Texas Abortion Restrictions Allowed by U.S. Supreme Court
By Greg Stohr - Nov 20, 2013 12:00 AM ET
A divided U.S. Supreme Court let Texas enforce a law that requires abortion doctors to have admitting privileges at a local hospital, a measure that prompted at least a dozen clinics to close.
On a 5-4 vote, the justices yesterday left intact a federal appeals court decision that said the law could go into effect during a legal fight over its constitutionality. Abortion clinics had asked the Supreme Court to block the law.
Voting 5-4 to reject calls from abortion clinics, the U.S. Supreme Court justices left intact a federal appeals court decision that said the Texas abortion restriction laws could go into effect during a legal fight over its constitutionality. Photographer: Andrew Harrer/Bloomberg
The Oct. 31 appeals court ruling prompted women’s clinics in five cities to stop providing abortions. It also meant that women seeking an abortion 15 or more weeks into pregnancy must travel to Dallas or Houston, the only cities with open facilities that could legally perform those procedures.
The case split the Supreme Court along ideological lines, with Chief Justice John Roberts and Justices Antonin Scalia, Clarence Thomas, Samuel Alito and Anthony Kennedy in the majority. Writing for three justices, Scalia said the clinics hadn’t met their “heavy burden” of showing the appeals court committed a clear legal error.
In dissent, Justice Stephen Breyer said the appeals court order leaves 24 counties without an abortion provider and “may substantially reduce access to safe abortions elsewhere in Texas.” Justices Ruth Bader Ginsburg, Sonia Sotomayor and Elena Kagan joined Breyer in dissent.
Texas Governor Rick Perry, a Republican, signed the new abortion restrictions into law this year after Democrats, led by state Senator Wendy Davis, made a last-ditch effort to kill the measure with a filibuster. Photographer: Joyce Marshall/Fort Worth Star-Telegram/MCT via Getty Images
The justices didn’t directly rule on the constitutionality of the restrictions, an issue Breyer called a “difficult question.”

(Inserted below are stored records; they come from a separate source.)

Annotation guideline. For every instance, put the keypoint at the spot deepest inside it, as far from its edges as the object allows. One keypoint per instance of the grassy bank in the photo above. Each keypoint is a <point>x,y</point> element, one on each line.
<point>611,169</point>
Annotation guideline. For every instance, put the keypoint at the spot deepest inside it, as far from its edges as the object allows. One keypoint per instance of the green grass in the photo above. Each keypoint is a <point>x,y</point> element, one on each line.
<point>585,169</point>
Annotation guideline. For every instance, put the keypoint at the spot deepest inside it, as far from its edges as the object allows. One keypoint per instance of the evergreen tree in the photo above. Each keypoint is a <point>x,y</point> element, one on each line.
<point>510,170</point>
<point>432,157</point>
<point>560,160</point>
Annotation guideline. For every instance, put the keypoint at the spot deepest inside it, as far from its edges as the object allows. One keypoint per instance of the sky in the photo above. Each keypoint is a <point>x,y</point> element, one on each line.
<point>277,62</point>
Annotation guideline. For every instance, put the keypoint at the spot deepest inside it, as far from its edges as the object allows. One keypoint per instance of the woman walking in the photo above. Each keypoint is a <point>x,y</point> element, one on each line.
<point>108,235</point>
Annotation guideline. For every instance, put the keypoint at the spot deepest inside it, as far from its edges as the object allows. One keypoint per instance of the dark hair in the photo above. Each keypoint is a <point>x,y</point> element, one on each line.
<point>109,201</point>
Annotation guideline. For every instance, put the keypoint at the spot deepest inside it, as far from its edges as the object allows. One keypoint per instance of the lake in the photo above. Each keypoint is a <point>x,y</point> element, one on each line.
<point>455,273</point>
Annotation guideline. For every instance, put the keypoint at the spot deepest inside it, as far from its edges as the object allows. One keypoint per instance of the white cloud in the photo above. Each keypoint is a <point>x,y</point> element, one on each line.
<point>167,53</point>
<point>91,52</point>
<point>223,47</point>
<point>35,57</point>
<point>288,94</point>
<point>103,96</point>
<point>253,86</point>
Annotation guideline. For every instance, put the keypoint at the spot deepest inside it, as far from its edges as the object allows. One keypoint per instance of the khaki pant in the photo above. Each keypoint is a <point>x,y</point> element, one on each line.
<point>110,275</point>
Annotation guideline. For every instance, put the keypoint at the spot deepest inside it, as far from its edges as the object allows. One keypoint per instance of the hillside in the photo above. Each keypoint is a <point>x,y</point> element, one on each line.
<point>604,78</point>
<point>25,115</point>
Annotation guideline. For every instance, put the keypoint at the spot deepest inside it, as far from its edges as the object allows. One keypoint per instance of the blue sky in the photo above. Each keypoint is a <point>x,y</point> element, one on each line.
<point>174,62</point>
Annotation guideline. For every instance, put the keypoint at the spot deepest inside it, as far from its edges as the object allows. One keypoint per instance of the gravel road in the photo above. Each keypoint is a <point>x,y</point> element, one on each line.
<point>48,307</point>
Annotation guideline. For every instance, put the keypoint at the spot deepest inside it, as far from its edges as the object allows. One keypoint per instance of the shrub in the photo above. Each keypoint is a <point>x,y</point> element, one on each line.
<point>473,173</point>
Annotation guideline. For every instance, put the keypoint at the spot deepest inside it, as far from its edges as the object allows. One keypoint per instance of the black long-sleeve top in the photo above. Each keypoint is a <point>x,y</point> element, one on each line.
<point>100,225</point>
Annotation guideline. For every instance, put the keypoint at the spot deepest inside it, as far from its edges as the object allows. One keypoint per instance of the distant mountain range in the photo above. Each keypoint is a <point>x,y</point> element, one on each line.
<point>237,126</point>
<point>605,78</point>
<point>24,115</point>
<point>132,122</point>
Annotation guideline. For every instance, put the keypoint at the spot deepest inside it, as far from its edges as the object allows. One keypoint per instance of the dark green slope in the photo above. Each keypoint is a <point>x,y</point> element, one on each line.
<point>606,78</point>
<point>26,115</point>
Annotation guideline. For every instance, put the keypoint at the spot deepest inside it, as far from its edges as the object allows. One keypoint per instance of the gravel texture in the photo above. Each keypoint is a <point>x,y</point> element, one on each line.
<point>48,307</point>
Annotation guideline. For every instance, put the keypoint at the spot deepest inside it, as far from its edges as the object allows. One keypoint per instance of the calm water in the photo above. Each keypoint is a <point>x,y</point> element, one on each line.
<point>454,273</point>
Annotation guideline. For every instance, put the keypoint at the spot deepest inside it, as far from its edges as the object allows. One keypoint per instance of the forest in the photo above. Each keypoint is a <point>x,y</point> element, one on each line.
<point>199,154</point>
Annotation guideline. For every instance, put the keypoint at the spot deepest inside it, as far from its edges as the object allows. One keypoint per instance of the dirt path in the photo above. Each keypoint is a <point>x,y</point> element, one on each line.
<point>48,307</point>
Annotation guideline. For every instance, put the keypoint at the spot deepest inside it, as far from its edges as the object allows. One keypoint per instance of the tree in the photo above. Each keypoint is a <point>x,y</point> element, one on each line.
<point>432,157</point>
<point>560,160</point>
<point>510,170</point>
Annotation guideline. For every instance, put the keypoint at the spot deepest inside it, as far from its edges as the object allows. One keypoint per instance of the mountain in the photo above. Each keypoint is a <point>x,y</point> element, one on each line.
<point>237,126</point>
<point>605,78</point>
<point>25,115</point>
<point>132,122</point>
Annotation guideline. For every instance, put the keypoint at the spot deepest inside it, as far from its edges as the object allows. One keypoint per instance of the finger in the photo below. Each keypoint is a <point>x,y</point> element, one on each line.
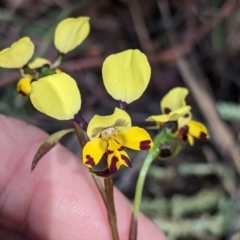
<point>58,200</point>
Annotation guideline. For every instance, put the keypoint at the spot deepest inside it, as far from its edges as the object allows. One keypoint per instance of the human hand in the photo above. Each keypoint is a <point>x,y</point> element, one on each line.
<point>58,200</point>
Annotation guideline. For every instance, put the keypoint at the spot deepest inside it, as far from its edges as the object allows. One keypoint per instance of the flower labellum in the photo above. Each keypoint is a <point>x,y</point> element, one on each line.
<point>70,33</point>
<point>109,135</point>
<point>126,75</point>
<point>57,96</point>
<point>18,54</point>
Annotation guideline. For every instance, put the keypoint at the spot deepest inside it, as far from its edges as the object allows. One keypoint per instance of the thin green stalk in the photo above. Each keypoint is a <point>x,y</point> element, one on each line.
<point>151,155</point>
<point>108,182</point>
<point>107,192</point>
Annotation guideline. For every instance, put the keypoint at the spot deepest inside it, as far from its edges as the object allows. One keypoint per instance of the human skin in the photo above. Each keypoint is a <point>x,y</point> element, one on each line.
<point>58,200</point>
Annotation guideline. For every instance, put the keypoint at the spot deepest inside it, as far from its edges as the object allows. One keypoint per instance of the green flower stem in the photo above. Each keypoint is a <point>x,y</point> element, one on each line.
<point>108,182</point>
<point>58,61</point>
<point>107,192</point>
<point>151,155</point>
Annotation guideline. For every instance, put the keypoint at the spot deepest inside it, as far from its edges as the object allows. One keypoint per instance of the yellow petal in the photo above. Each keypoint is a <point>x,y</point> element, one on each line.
<point>198,130</point>
<point>39,62</point>
<point>126,75</point>
<point>24,85</point>
<point>135,138</point>
<point>182,121</point>
<point>70,33</point>
<point>190,139</point>
<point>117,156</point>
<point>174,99</point>
<point>93,152</point>
<point>180,112</point>
<point>57,96</point>
<point>118,120</point>
<point>172,116</point>
<point>18,54</point>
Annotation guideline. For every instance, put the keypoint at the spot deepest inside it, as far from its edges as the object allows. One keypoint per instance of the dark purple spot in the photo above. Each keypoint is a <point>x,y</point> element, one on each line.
<point>109,151</point>
<point>126,160</point>
<point>144,145</point>
<point>123,105</point>
<point>103,173</point>
<point>166,110</point>
<point>165,152</point>
<point>113,166</point>
<point>121,148</point>
<point>90,161</point>
<point>183,132</point>
<point>203,136</point>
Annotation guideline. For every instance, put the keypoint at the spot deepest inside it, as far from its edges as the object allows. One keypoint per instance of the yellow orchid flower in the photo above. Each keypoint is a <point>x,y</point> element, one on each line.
<point>70,33</point>
<point>110,135</point>
<point>57,96</point>
<point>18,54</point>
<point>174,107</point>
<point>126,75</point>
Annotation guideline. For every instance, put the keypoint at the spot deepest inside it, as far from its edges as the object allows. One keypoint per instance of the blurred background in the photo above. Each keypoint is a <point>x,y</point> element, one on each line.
<point>191,43</point>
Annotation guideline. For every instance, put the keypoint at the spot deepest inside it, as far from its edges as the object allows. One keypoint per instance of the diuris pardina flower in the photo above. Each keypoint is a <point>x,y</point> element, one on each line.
<point>109,135</point>
<point>126,75</point>
<point>173,102</point>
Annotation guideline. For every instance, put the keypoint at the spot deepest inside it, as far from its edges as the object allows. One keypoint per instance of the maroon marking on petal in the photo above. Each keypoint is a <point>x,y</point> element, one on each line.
<point>90,161</point>
<point>183,132</point>
<point>166,110</point>
<point>121,148</point>
<point>144,145</point>
<point>103,173</point>
<point>113,165</point>
<point>109,151</point>
<point>126,160</point>
<point>203,136</point>
<point>165,151</point>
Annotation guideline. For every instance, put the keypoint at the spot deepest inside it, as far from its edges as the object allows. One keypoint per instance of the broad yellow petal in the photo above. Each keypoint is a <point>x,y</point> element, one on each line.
<point>118,120</point>
<point>182,121</point>
<point>70,33</point>
<point>57,96</point>
<point>24,85</point>
<point>197,130</point>
<point>126,75</point>
<point>117,156</point>
<point>158,118</point>
<point>180,112</point>
<point>93,152</point>
<point>18,54</point>
<point>135,138</point>
<point>39,62</point>
<point>174,99</point>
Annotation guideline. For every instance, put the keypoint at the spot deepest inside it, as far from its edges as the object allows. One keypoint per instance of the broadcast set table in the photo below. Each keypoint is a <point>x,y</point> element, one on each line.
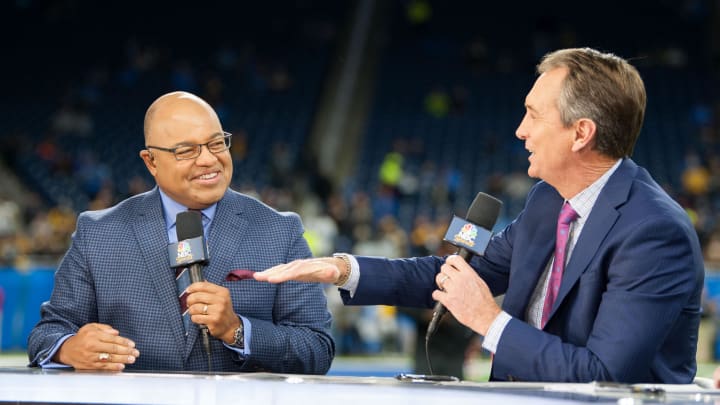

The law requires doctors to have privileges at a hospital within 30 miles (48 kilometers) of clinics where they perform abortions. The measure also puts new restrictions on drug-induced abortions, although those limits weren’t at issue in the Supreme Court appeal.
The clinics say facilities in Waco, Fort Worth, Killeen, McAllen and Harlingen have been forced to close, eliminating abortion access in those cities. The appeal says 20,000 women a year will lose access to abortion under the law and others will face delays, increasing the risk of complications.
“The shattering stories of women turned away at clinic doors and denied their constitutional right to abortion are already numerous,” said Nancy Northup, president of the Center for Reproductive Rights, which represents the suing clinics. “And they multiply every single day this underhanded law is enforced.”
Texas officials say the admitting-privileges requirement protects patients by serving as a check against incompetent doctors. The state also says the law promotes continuity of care by ensuring that doctors can stay with their patients if complications require hospitalization.
“This is good news both for the unborn and for the women of Texas, who are now better protected from shoddy abortion providers operating in dangerous conditions,” Texas GovernorRick Perry said in a statement.
Perry, a Republican, signed the new restrictions into law this year after Democrats, led by state Senator Wendy Davis, made a last-ditch effort to kill the measure with a filibuster.
Abortion clinics sued, and a federal trial judge in Austin struck down the hospital requirement, saying it would impose an “undue burden” on women’s access to abortion.
Three days later, the New Orleans-based 5th U.S. Circuit Court of Appeals let the law take effect. It said the state had made a “strong showing” that the measure probably would be upheld.
The clinics say the restrictions violate the 1992 Planned Parenthood v. Casey decision, which reaffirmed abortion rights and said officials can’t put an “undue burden” on women seeking the procedure.
“If Casey’s undue burden standard means anything, it must mean that a law that forces a third of the providers in the state to cease providing abortions and prevents approximately 20,000 women a year from accessing safe abortion services is unconstitutional,” argued the clinics, led by Planned Parenthood.
Texas Attorney General Greg Abbott said the measure “protects public health by fostering a woman’s ability to seek consultation and treatment for complications directly from her physician.”
The Supreme Court case is Planned Parenthood of Greater Texas Surgical Health Services v. Abbott, 13A452.